Publication year - 2019
Publication title -
journal of cardiovascular electrophysiology
Language(s) - English
Resource type - Journals
SCImago Journal Rank - 1.193
H-Index - 138
eISSN - 1540-8167
pISSN - 1045-3873
DOI - 10.1111/jce.13996
Subject(s) - medicine , ablation , ventricular tachycardia , cardiology , heart disease , ventricular outflow tract , tachycardia , complication , catheter ablation , electrophysiologic study , surgery
Background Ventricular tachycardia (VT) is frequently encountered in patients with repaired and unrepaired congenital heart disease (CHD), causing significant morbidity and sudden cardiac death. Data regarding underlying VT mechanisms and optimal ablation strategies in these patients remain limited. Objective To describe the electrophysiologic mechanisms, ablation strategies, and long‐term outcomes in patients with CHD undergoing VT ablation. Methods Forty‐eight patients (mean age 41.3 ± 13.3 years, 77.1% male) with CHD underwent a total of 57 VT ablation procedures at two centers from 2000 to 2017. Electrophysiologic and follow‐up data were analyzed.
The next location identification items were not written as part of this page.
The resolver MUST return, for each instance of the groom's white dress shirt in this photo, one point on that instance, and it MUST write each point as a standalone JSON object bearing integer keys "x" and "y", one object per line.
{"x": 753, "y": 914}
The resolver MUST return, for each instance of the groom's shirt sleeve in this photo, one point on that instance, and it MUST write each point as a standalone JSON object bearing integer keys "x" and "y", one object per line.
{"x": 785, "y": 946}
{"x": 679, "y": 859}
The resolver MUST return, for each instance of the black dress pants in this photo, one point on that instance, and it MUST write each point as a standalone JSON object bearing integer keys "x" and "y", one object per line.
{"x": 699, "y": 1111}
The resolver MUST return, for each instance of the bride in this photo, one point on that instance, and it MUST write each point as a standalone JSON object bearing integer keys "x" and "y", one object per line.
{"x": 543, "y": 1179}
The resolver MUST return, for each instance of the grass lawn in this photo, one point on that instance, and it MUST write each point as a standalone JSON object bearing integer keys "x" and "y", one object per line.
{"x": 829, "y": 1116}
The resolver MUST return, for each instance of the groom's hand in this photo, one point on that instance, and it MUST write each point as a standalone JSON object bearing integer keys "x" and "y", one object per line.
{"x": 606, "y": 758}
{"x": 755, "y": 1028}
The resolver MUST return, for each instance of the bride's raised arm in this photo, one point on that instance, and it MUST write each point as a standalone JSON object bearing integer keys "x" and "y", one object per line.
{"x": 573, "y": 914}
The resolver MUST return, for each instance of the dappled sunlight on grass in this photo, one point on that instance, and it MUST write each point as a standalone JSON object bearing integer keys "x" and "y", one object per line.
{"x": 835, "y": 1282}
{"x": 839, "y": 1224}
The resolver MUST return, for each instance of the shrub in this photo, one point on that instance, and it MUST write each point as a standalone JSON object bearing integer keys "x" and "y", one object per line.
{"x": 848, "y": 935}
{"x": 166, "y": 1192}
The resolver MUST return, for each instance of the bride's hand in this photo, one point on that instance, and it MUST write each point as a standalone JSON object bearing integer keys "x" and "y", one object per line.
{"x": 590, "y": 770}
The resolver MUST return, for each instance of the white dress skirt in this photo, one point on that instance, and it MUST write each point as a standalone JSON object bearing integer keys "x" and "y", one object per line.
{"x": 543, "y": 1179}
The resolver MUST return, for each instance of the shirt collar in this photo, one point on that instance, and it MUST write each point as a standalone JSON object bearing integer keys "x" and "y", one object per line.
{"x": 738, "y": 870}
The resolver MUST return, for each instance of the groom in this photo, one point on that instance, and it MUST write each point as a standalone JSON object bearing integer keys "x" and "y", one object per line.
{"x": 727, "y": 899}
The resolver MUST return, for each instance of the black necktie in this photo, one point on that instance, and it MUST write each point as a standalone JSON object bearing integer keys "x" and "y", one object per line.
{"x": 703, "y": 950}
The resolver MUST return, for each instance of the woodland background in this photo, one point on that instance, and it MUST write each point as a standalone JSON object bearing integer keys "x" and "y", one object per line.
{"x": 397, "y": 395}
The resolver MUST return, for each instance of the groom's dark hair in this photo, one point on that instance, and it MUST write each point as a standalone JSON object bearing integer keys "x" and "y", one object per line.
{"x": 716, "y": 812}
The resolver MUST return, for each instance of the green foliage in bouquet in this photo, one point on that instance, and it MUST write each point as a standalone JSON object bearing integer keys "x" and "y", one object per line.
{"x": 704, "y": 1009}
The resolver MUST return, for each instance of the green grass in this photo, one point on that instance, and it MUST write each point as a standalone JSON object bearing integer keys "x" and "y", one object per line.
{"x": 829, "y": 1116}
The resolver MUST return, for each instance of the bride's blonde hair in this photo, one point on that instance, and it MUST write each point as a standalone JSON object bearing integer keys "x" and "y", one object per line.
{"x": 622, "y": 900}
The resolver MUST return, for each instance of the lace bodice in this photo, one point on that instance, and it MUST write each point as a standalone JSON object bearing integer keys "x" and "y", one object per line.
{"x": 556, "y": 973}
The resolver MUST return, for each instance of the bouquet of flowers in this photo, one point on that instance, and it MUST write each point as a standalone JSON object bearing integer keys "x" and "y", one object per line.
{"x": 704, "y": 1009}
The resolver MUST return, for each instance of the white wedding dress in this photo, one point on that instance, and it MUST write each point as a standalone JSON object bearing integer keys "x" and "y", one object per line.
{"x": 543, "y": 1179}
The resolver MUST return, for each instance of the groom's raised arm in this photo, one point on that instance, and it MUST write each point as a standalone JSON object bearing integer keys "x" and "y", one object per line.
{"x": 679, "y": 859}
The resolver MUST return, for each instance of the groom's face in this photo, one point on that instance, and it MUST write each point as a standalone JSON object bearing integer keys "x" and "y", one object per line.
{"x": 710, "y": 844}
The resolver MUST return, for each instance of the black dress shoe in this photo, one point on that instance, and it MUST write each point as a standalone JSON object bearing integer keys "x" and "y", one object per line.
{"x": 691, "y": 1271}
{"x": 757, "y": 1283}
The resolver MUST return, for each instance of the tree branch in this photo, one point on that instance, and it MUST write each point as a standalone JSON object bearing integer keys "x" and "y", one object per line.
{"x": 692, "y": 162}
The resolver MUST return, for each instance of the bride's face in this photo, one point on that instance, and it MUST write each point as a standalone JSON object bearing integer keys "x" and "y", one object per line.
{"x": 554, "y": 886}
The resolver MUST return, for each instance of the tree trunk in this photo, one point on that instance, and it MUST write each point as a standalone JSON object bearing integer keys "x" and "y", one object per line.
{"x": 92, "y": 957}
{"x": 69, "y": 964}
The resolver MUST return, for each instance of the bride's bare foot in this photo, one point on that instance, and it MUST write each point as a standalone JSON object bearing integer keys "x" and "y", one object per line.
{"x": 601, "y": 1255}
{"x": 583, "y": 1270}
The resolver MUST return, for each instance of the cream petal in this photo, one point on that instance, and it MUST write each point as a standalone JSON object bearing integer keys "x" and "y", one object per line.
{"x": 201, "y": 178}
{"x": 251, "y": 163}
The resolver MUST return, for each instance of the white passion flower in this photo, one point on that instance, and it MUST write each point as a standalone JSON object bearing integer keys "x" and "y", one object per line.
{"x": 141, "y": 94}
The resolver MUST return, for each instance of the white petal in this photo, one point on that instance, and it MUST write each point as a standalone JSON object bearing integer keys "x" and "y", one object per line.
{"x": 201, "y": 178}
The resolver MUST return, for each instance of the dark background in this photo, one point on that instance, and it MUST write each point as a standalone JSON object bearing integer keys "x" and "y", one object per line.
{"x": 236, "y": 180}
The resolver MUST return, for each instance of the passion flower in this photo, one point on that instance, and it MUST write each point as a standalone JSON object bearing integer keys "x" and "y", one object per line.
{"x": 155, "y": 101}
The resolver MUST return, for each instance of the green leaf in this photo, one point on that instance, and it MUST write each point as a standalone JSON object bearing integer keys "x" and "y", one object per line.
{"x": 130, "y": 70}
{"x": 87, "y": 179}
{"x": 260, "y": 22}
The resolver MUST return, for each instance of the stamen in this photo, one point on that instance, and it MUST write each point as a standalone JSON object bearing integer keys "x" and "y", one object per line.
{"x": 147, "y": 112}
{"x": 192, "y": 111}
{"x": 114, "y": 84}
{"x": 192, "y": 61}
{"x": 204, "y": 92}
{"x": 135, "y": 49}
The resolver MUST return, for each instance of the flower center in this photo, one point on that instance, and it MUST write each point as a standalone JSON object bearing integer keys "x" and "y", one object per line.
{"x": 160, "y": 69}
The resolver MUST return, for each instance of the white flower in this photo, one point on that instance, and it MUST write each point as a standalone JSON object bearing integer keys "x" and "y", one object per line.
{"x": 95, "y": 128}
Results Of the 77 different VTs induced at initial or repeat ablation, the underlying mechanism in 62 (81.0%) was due to scar‐related re‐entry; the remaining included four His‐Purkinje system–related macrore‐entry VTs and focal VTs mainly originating from the outflow tract region (8 of 11, 72.7%). VT‐free survival after a single procedure was 72.9% (35 of 48) at a median follow‐up of 53 months. VT‐free survival after multiple procedures was 85.4% (41 of 48) at a median follow‐up of 52 months. There were no major complications. Three patients died during the follow‐up period from nonarrhythmic causes, including heart failure and cardiac surgery complication. Conclusion While scar‐related re‐entry is the most common VT mechanism in patients with CHD, importantly, nonscar‐related VT may also be present. In experienced tertiary care centers, ablation of both scar‐related and nonscar‐related VT in patients with CHD is safe, feasible, and effective over long‐term follow‐up.